More National News Coverage of Africatown
Towards the end of the festival, CNN anchor Anderson Cooper made a visit. He and a production crew with 60 Minutes had been in town conducting interviews with the Clotilda Descendants on Feb. 7 at Kazoola, the bar and eatery of Africatown native Marc Jackson. Cooper also interviewed Africatown leadership, the teams who found the Clotilda, local historians and Mobile Mayor Sandy Stimpson.

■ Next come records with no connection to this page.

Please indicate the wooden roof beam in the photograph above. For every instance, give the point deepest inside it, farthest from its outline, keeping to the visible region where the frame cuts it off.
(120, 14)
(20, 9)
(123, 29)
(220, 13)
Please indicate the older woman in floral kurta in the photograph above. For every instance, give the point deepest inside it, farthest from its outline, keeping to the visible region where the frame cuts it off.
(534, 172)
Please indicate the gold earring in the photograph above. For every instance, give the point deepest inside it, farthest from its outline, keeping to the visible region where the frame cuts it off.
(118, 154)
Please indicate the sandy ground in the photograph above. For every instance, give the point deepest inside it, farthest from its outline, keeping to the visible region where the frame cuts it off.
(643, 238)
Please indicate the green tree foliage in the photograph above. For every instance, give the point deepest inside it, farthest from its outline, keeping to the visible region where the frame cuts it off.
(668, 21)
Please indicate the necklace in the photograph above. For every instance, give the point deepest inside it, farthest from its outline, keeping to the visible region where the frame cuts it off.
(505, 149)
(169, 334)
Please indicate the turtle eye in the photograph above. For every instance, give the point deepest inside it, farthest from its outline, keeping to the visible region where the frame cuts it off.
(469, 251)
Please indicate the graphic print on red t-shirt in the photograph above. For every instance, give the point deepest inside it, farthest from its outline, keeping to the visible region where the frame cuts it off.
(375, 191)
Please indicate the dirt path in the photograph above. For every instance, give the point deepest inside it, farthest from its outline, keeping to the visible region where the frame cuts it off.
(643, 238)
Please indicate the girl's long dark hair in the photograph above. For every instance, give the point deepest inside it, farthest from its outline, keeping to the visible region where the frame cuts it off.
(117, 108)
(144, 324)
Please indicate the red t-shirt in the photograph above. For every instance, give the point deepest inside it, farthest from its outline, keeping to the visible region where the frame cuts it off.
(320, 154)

Other media coverage included local TV stations and a reporter from C-Span. National Geographic Magazine’s February 2020 issue featured front-page coverage of Africatown, with several stories inside
In all, Joycelyn and those who were part of the program — including Dr. Joel Lewis Billingsley, a Cudjo Lewis descendant and mistress of ceremonies — were pleased with this year’s event, the vendors and the supporters, including volunteers with the US Navy under Chief Jason Lewis and local families who provided food for the guests showed up an did a great job. “It’s little things that mean so much,” she said.
Wade in The Water
The Saturday festival was extended to Sunday, Feb. 9, with another event, Wade in the Water, held at the GulfQuest National Maritime Museum, which sits along the Mobile River Downtown. Organized through the Africatown Heritage Preservation Foundation, the panel discussion included:
- Author Dr. Natalie Robertson who talked about the importance of water in African culture;
- Ann Chinn, Executive Director of the Middle Passage Ceremonies and Port Markers Project (MPCPMP) who spoke about the Transatlantic Slave trade; and
- Liz Smith-Incer, Coordinator of the Mississippi Field Office of the Rivers, Trails & Conservation Assistance Program (RTCA) of the National Park Service, who talked about the Africatown Connections Blueway and economic potential of tourism the Clotilda discovery can bring to that project.

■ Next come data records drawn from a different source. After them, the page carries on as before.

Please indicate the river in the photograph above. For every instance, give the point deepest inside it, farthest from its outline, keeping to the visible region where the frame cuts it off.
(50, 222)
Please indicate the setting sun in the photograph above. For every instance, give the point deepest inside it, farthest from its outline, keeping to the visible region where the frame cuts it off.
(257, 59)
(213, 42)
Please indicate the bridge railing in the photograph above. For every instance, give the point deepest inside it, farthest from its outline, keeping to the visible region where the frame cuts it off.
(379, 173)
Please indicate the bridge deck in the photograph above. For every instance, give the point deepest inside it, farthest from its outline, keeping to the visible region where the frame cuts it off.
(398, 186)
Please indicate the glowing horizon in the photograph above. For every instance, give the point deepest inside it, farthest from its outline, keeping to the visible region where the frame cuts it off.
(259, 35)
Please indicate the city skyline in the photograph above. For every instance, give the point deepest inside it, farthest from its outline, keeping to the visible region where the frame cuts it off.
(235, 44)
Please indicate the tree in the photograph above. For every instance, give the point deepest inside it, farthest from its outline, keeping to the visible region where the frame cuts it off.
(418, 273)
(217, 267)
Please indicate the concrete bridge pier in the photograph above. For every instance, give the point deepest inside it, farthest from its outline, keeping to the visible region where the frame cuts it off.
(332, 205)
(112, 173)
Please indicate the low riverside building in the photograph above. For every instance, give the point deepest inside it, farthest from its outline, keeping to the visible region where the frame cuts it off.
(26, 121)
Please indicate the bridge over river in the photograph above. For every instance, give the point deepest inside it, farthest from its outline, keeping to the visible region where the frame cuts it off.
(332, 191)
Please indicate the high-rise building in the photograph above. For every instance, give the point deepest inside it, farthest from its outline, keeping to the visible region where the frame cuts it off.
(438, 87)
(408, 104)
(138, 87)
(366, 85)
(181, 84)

Joycelyn served as moderator for this free event, which was sold out and was the largest such event the GulfQuest has ever hosted. Its purpose was to introduce the local public to the plans and projects currently underway in Africatown by its leaders.

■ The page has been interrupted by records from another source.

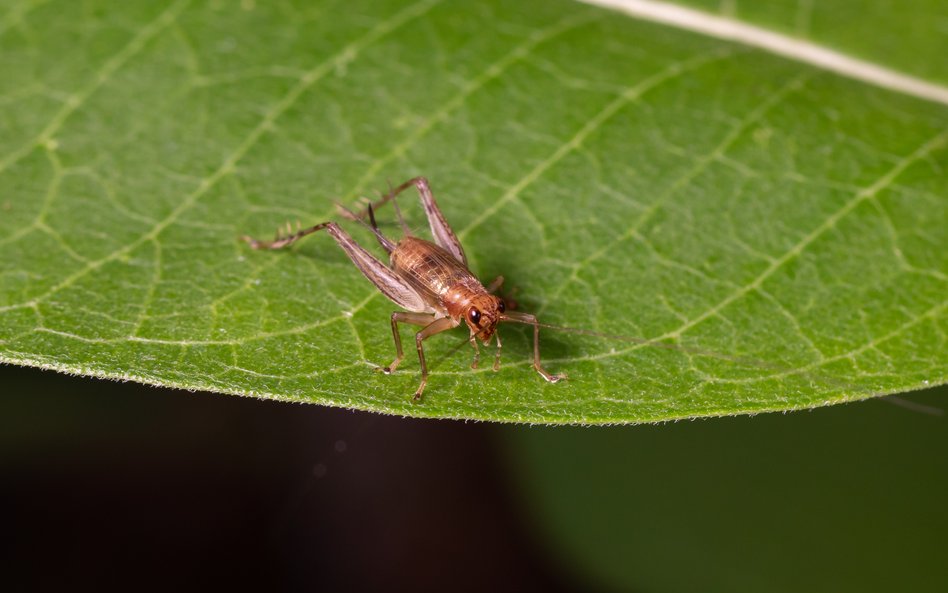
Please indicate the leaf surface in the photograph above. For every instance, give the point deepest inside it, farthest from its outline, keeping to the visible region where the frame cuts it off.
(780, 229)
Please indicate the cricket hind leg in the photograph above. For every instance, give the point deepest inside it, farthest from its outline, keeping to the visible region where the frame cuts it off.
(388, 282)
(284, 239)
(440, 229)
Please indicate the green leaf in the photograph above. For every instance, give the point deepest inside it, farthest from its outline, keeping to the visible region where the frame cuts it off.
(780, 229)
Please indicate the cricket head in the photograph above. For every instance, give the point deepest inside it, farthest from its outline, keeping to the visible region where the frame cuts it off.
(483, 314)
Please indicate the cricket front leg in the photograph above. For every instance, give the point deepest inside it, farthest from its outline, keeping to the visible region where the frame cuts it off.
(423, 319)
(532, 320)
(435, 327)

Listen to a portion of the event in this video on the GulfQuest’s Facebook page.
One thought on “A Weekend Celebrating Africatown History and Its Future”
I am still amazed and astonished every time I see, read and or talk about Africatown. I’m humbled by the fact that my family and friends were and still are, impacted by this well known and well kept secret! Everyone of my family members that lived in the area that are older than me, and me, all graduated from MCTS! I had the honor of living in Africatown mostly from 1964 to 1968, with my Uncle and Aunt, Homer & Marie Gibbs.
I do recall the life of the community and the “village” mentality of the community. I remember that people looked out for each other and everyone knew those that thought of themselves as “bad”.
The overtone of the community was “get a valued education and make something of yourself” , “make us proud of you” and “our sacrifices are so that you will do much better then us” and “never forget where you come from and that you represent your family” and these are just some of the things I still hold dear to this day! Always remember to respect your elders and dress and act like you have some good home training!
I must thank Mr Joe Womack and Mr. Anderson Flen along with the MCTS Alum for holding the torch high enough for others who have gone on but left their mark. One thing that holds true is a statement expressed always by Joe an Flen ” Nobody can tell my story better than me!”